I’m so tired. Like, bone-deep tired. It’s 2 AM and I’m just… here. Staring at the ceiling. The kids are finally asleep. Thank god. Another day done, I guess. But my stomach is just doing flips again. That familiar cramp that’s been, what, like a constant companion for months now? More than months. Years, probably. I keep telling myself it’s just the stress. The coffee. It has to be.
Because what else would it be, right? I mean, I’m 31. Not exactly ancient. But lately, it feels like I’m running on fumes and a prayer. My primary care doctor, Dr. Evans, called again today. Or rather, her nurse did. Reminding me about my missed appointment. Again. My third one this month, I think. Maybe fourth. I’ve honestly lost count. I just… can’t seem to get there. Something always comes up.

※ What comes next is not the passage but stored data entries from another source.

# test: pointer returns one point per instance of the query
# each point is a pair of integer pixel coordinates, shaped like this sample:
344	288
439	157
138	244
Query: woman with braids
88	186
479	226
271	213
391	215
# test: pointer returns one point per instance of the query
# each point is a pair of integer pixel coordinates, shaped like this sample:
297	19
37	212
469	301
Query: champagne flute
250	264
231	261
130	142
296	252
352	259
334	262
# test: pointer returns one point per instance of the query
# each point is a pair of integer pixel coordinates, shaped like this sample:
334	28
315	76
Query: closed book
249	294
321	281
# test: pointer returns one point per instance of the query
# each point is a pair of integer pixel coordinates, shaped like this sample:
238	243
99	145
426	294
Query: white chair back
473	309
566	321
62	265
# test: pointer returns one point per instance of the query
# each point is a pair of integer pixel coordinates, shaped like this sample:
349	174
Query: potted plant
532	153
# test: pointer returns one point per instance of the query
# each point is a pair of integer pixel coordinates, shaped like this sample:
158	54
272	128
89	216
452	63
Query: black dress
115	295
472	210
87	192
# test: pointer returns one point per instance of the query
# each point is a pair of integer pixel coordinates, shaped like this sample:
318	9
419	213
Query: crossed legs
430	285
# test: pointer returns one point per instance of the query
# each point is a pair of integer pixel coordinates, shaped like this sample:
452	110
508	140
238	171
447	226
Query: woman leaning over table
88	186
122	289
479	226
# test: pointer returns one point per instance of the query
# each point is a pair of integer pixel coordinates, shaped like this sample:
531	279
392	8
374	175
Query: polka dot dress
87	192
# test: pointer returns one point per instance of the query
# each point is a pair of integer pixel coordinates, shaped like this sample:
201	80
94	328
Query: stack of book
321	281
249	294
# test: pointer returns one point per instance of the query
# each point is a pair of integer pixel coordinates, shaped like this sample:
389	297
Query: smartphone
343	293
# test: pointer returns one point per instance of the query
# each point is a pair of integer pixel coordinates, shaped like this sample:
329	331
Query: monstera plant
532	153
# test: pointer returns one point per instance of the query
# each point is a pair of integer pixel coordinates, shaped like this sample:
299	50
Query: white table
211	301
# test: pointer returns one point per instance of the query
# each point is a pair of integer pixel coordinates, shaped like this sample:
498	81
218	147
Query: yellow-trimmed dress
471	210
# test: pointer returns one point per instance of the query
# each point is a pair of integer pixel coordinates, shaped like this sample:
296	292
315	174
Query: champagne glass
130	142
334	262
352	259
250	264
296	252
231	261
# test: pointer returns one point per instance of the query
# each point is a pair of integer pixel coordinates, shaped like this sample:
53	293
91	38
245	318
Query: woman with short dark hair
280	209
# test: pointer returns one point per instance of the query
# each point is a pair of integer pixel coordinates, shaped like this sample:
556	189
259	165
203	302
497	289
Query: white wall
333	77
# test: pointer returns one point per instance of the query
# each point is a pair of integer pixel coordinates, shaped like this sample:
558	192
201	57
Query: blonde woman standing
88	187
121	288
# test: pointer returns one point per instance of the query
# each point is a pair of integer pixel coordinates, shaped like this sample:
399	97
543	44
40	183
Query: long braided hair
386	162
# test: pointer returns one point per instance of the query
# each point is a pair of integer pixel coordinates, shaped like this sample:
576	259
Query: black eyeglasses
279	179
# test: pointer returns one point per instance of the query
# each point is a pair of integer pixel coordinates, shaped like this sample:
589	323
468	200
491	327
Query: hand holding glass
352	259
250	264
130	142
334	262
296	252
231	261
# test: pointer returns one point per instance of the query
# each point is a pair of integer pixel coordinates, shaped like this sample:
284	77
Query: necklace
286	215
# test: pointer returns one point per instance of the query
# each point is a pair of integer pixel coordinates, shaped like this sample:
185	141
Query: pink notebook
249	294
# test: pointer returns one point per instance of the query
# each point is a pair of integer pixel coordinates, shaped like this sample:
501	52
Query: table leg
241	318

Like today. Liam had his school play rehearsal. He’s a tree. A very important tree, apparently. And Chloe had that last-minute science fair project that she forgot about until 6 PM last night. So, guess who was up until midnight with glitter and a hot glue gun? Me. Always me. And then Noah just… woke up screaming. For no reason. Just, screaming. Again. So, yeah. Dr. Evans’ office called. And I just sort of… told them I had a conflict. A scheduling conflict. Which, I mean, it was. Sort of.
The thing is, the stomach stuff. It’s getting worse. It’s not just the cramps anymore. It’s indigestion. And heartburn. Like, a constant burning in my chest sometimes. I’ve tried cutting back on coffee. I really have. For like, an hour. But then the kids are up at 6 AM, full of energy, and I need something to just… jumpstart me. To get me through the morning gauntlet of breakfast and outfits and remembering permission slips. I need it. It’s not a want. It’s a literal necessity.

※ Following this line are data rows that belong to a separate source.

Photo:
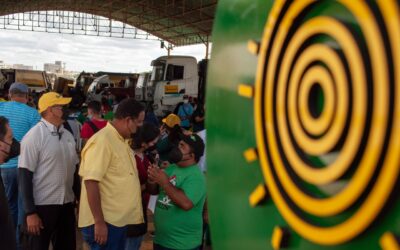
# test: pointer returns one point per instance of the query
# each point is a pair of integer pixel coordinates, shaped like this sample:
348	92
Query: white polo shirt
52	159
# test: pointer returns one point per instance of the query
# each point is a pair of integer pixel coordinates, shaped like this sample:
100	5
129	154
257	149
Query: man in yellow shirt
111	194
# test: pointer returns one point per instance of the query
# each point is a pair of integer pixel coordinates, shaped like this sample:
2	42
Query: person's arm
100	227
199	118
33	221
76	186
175	194
30	151
152	188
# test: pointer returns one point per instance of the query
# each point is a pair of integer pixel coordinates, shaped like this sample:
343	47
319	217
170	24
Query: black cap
196	143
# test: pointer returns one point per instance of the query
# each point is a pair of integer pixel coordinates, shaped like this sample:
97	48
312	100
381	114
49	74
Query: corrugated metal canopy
179	22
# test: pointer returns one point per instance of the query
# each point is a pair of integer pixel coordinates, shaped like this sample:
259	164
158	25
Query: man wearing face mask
7	235
185	112
21	119
94	122
47	167
178	216
111	192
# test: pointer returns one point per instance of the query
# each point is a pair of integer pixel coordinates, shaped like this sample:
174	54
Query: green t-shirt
174	227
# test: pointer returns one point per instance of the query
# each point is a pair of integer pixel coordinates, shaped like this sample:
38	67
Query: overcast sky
87	53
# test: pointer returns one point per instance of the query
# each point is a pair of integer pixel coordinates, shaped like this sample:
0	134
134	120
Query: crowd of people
100	175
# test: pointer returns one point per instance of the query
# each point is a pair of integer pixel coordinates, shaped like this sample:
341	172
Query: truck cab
172	77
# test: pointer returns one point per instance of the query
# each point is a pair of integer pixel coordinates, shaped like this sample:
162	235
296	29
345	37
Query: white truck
173	77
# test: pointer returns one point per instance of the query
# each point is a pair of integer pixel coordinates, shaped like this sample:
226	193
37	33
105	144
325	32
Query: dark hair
95	106
3	127
147	133
174	135
18	93
128	108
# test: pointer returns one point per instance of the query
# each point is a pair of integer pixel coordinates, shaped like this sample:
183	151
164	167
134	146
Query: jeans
10	181
133	243
115	239
159	247
58	228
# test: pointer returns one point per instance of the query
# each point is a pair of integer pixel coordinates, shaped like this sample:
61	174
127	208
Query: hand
157	175
4	151
164	164
100	233
34	224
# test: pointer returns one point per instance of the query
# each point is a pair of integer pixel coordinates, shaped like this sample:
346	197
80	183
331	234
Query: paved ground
147	244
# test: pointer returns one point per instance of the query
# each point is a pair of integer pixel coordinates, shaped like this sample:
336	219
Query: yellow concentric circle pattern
358	72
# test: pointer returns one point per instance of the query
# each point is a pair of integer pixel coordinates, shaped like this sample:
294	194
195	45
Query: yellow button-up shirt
108	159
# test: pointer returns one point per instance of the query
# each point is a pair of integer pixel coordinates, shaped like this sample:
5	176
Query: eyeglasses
57	133
54	133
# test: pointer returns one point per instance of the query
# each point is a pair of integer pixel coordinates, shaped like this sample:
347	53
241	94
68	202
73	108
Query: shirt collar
51	127
115	132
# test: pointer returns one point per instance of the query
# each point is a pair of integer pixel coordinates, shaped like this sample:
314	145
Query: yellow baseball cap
171	120
52	99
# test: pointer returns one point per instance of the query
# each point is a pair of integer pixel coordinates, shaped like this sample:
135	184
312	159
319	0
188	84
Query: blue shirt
185	112
21	118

Dr. Evans, bless her heart, left a message last week. Said she was concerned. Wanted to rule out a few things. She used words like ‘gastric’ and ‘inflammatory markers.’ Which, okay. Sounds fancy. And serious. I guess. But then I remember Liam needs new cleats for soccer, and Chloe has that art club thing, and Noah just started pulling himself up and I can’t take my eyes off him for a second. So, a colonoscopy? Or whatever it is she wants to do? How am I supposed to fit that in? Who takes the kids? My mom helps sometimes, but she’s got her own stuff going on. And my ex… HA. Good one.

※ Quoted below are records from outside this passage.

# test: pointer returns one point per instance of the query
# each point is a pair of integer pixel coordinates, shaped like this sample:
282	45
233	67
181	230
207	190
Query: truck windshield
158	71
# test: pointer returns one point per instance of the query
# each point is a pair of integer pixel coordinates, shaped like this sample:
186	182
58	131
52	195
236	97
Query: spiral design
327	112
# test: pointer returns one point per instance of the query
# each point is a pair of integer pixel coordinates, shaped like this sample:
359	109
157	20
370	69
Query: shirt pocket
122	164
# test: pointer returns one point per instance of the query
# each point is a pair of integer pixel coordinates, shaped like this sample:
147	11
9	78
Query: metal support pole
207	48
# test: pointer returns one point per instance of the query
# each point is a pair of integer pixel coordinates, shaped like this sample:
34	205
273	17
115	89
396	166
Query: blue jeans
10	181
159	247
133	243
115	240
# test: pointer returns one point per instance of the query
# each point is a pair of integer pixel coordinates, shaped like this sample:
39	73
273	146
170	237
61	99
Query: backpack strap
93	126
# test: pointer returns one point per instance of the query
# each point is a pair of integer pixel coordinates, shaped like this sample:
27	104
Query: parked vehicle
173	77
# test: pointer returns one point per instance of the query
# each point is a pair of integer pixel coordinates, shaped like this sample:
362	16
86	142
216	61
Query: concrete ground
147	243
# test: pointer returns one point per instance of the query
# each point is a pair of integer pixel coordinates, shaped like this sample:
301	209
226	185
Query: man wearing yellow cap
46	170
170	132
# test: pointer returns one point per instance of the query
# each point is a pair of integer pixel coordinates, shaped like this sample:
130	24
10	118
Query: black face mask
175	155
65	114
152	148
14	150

Sometimes I just wonder if I’m… faking it. Not consciously, obviously. But like, maybe I’m subconsciously creating these symptoms because I’m just so, so overwhelmed. Is that a thing? Like, psychosomatic? My sister, who’s really into, like, manifesting, once told me I needed to “listen to my body.” And I just stared at her blankly. Because my body is telling me it needs more sleep, less caffeine, and about a week alone in a quiet room. None of which are happening. Ever.
I just feel this… this pressure. From everywhere. From school, from the kids, from myself. To be everything, all the time. The perfect mom, the organized mom, the mom who never misses a field trip or a bake sale. And I just… I don’t know. I feel like if I actually *stop* and deal with this stomach thing, whatever it is, that everything else will just fall apart. The whole house of cards. And then what? Who catches it all?
So, I cancel the appointments. Again. And then I drink another coffee. And tell myself it’s fine. It’s just stress. Just caffeine. It has to be. Because the alternative… the alternative is too much to even think about right now. It just… is. And the burning in my chest just gets a little bit worse. And I just close my eyes and try to ignore it. For now.